カープ一筋23年の佐々岡真司氏を新監督に迎え挑んだ球団創立70周年の記念シーズン。結果は52勝56敗12分けで5位。2年連続のBクラスで2020年の戦いを終えた。ここでは、数々のドラマが繰り広げられた2020年ペナントレースの戦いを振り返っていく。今回は、8月2日の巨人戦(東京ドーム)。遠藤淳志がプロ初完投勝利を飾った試合をお送りする。

8月2日の巨人戦。遠藤淳志投手が9回を本塁打による2点に抑え、プロ初完投勝利で今シーズン2勝目をあげた。

◆高卒3年目の先発挑戦。自信を深めた優勝チームからの無四球完投勝利

 今季6度目の先発マウンドにあがった遠藤淳志。2回裏に大城卓三に本塁打を打たれるも、3回からは3イニング連続で三者凡退。捕手・坂倉将吾と息の合ったコンビで、前日11点を奪った強力巨人打線を抑え込んだ。

 カープ打線は初回、2死一塁から鈴木誠也が2試合連続となる先制2ラン。2回は西川龍馬の適時打、3回は遠藤自らが2点タイムリーを放ち、3回までに8安打1本塁打で5点を奪うと、6回には長野久義がタイムリー、7回には西川が3ランを放ち遠藤を援護した。

 遠藤は7回を80球という理想的な球数で投げ終えると、8回2死三塁のピンチはパーラを空振り三振に。そのまま9回もマウンドに上がると、最後まで投げきりプロ初完投勝利。9回118球を投げて打たれた安打はわずか5本。本塁打による2点に抑える無四球ピッチングで今シーズン2勝目をあげた。

「先輩方からは『1イニング1イニング、1人1人全力で勝負していって、スタミナが切れたらそれで仕方ないから、そこからまた課題を見つけていければいい』とアドバイスをいただいています。なので、1イニング毎回、全力投球で投げていくという気持ちを忘れないようにしています」

 大瀬良大地や野村祐輔といった先輩投手からのアドバイスも糧にして、全力投球で立ち向かったマウンド。先発初勝利をあげた7月12日の中日戦(ナゴヤドーム)で得た自信を深める完投勝利となった。

 遠藤はその後も先発ローテとして投げ続け、シーズン最終登板となった11月4日の巨人戦(マツダスタジアム)でも、リーグ王者の巨人を相手に9回1失点に抑える投球でプロ2度目の完投勝利をあげた。

「先発として投げさせてもらう中で、やはり強い気持ちが一番大切なんだと感じています。

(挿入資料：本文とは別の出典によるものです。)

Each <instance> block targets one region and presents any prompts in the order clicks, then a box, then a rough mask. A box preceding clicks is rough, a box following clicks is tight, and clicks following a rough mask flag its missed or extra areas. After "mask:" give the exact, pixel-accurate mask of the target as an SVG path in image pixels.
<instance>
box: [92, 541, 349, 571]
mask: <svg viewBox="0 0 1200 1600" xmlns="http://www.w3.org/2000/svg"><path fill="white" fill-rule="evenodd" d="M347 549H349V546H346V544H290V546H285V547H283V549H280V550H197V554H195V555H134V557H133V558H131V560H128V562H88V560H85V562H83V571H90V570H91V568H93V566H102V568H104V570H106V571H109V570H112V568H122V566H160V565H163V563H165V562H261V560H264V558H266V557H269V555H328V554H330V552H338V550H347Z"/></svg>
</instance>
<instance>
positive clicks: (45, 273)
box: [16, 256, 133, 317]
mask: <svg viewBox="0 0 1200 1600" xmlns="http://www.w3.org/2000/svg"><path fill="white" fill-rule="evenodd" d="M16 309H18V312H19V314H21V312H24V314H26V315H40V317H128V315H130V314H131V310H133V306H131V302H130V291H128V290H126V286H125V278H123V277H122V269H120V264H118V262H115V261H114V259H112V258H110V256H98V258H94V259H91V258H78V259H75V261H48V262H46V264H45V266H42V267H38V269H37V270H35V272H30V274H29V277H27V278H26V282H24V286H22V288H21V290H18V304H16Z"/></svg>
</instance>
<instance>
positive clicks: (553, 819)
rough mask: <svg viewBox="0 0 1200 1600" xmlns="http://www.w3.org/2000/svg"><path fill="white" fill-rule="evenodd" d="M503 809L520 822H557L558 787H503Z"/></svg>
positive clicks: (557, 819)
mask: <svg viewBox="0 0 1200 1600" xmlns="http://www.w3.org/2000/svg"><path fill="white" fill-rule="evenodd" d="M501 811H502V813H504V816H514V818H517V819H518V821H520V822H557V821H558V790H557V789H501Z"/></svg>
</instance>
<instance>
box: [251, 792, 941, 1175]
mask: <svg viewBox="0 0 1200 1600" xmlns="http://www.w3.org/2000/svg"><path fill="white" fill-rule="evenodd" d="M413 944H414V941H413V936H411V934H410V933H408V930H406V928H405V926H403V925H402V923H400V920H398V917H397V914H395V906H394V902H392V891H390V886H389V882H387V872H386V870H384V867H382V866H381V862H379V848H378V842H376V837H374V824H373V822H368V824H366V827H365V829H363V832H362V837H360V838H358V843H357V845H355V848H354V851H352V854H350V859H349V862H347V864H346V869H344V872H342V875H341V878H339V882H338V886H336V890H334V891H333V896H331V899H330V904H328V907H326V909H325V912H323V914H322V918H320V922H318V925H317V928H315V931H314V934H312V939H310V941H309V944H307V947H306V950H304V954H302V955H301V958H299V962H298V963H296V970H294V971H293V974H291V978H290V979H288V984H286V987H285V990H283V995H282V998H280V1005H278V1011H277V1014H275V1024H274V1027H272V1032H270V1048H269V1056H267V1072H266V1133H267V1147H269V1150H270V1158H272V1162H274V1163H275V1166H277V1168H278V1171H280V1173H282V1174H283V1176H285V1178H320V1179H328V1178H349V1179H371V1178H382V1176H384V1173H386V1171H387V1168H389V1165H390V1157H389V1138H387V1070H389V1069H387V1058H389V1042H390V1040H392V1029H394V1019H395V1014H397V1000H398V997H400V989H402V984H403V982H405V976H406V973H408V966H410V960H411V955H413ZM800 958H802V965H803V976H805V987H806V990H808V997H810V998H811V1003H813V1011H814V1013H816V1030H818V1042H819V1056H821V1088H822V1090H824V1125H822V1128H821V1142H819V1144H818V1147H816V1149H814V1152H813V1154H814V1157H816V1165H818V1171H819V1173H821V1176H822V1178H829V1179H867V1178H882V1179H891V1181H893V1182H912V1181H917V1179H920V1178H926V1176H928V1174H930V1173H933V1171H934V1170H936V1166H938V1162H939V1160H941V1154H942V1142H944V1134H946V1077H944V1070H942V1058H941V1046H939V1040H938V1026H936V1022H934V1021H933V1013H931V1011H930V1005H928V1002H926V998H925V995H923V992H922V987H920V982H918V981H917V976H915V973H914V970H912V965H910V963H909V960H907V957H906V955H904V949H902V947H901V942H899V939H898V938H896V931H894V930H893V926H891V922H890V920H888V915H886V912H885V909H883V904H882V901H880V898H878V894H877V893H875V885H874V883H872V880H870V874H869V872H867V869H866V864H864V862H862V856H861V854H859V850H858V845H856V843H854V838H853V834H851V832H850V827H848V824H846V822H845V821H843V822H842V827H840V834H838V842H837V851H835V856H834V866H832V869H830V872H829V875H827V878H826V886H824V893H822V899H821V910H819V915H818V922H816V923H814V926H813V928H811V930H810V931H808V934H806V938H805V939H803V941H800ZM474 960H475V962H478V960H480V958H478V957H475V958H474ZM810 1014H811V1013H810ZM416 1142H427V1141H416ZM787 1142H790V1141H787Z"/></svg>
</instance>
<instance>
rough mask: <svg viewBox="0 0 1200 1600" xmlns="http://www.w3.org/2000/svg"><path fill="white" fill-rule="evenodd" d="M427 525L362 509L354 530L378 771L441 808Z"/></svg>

昨シーズンは中継ぎとして堂々と投げることができていましたけど、(今シーズン当初は)先発で投げる中で打たれてしまったり、長いイニングを投げることができなかったときに、自分に自信が持てなかったことがありました。あと、対バッターではなく、自分との戦いになってしまっていると改めて感じました。だからこそ、強い気持ちを持って、プレーボールがかかった1球目から自信を持って打者に向かって投げられるようにしたい。言い方を変えれば、先発として責任感が出てきたからこそ、そう思うようになったのかもしれません」

 2020シーズン、開幕から一度も先発ローテを外れなかったのは、九里亜蓮と遠藤の2人だけ。今季は苦しい投球が続いたが、先発ローテを外れることなく粘りの投球をみせ「1年間先発ローテの一員として投げ続けること」と自身が掲げた目標を成し遂げた。

 先発初挑戦の1年は、19試合に先発し5勝6敗、防御率3.87。前例のないシーズンを投げ抜いた、高卒3年目右腕の成長は、V奪回を目指す来シーズンにつながっていくはずだ。